The European Union regrets that due to the absence of a quorum, the temporary parliamentary committee for comprehensive reform of electoral and other legislation was not able to successfully complete its work before the end of its mandate on 18 December. This represents a missed opportunity for Montenegro to re-establish political dialogue in the parliament, to review in a comprehensive and inclusive manner the electoral framework, to enhance trust in the conduct of next year's parliamentary elections and to reach cross-party agreement on a number of deliverables which are important for Montenegro’s EU reform agenda, in particular with regard to the negotiation chapters 23 and 24 related to the Rule of Law.
The EU reiterates that political debate should take place in the Parliament and that parliamentary boycotts are not a solution, especially for a country negotiating accession to the EU. The EU has consistently encouraged all political actors in Montenegro to take their responsibility and bring the political debate back to the Parliament.
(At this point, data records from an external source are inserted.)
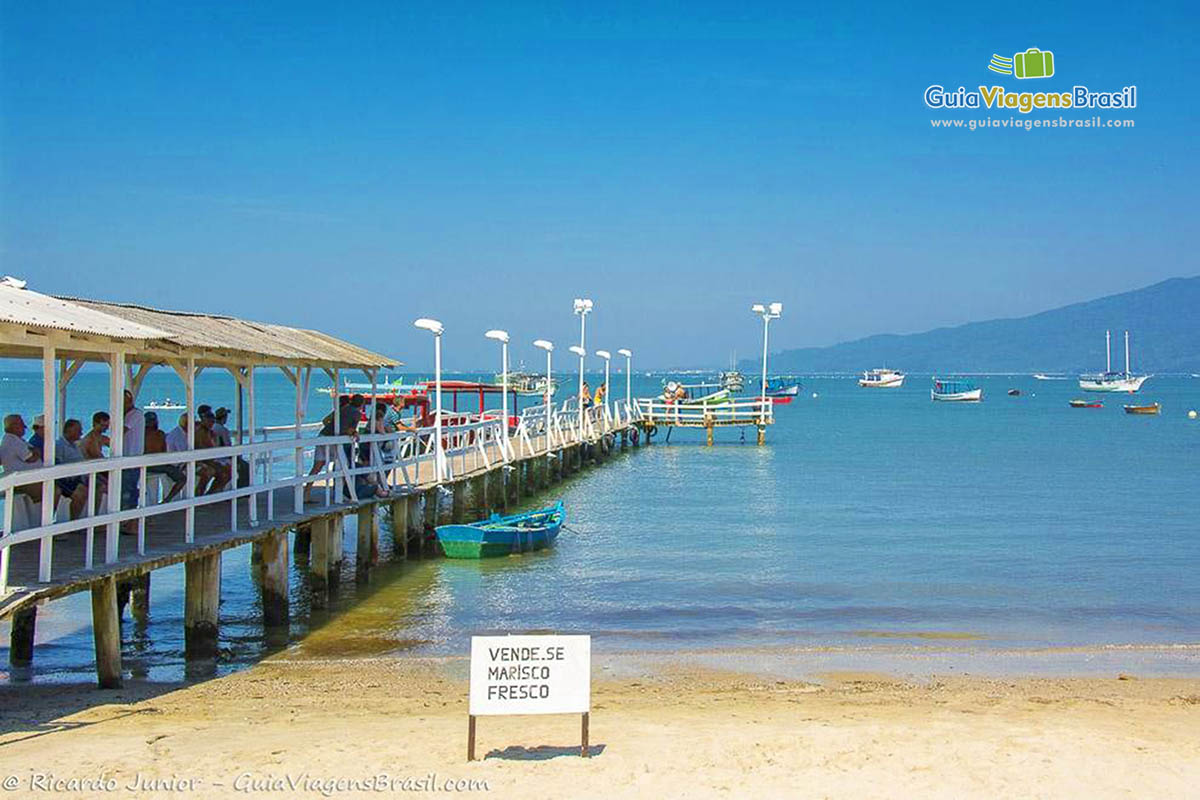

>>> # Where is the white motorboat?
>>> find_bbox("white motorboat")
[929,378,983,403]
[858,367,904,389]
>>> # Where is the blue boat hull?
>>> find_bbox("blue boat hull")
[437,503,566,559]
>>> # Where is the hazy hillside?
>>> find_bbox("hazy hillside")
[742,276,1200,373]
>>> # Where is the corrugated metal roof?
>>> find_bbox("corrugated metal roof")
[0,278,167,339]
[61,297,400,367]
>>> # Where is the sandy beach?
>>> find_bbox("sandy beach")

The EU notes that the government submitted the draft Law on Freedom of Religion or Belief and the Legal Status of Religious Communities to the parliament. Regulating religious communities is a national competence, but this should be done in an inclusive way, bringing together all relevant stakeholders, and in line with relevant international and European human rights standards, in particular with all recommendations of the Venice Commission's opinion of 24 June 2019.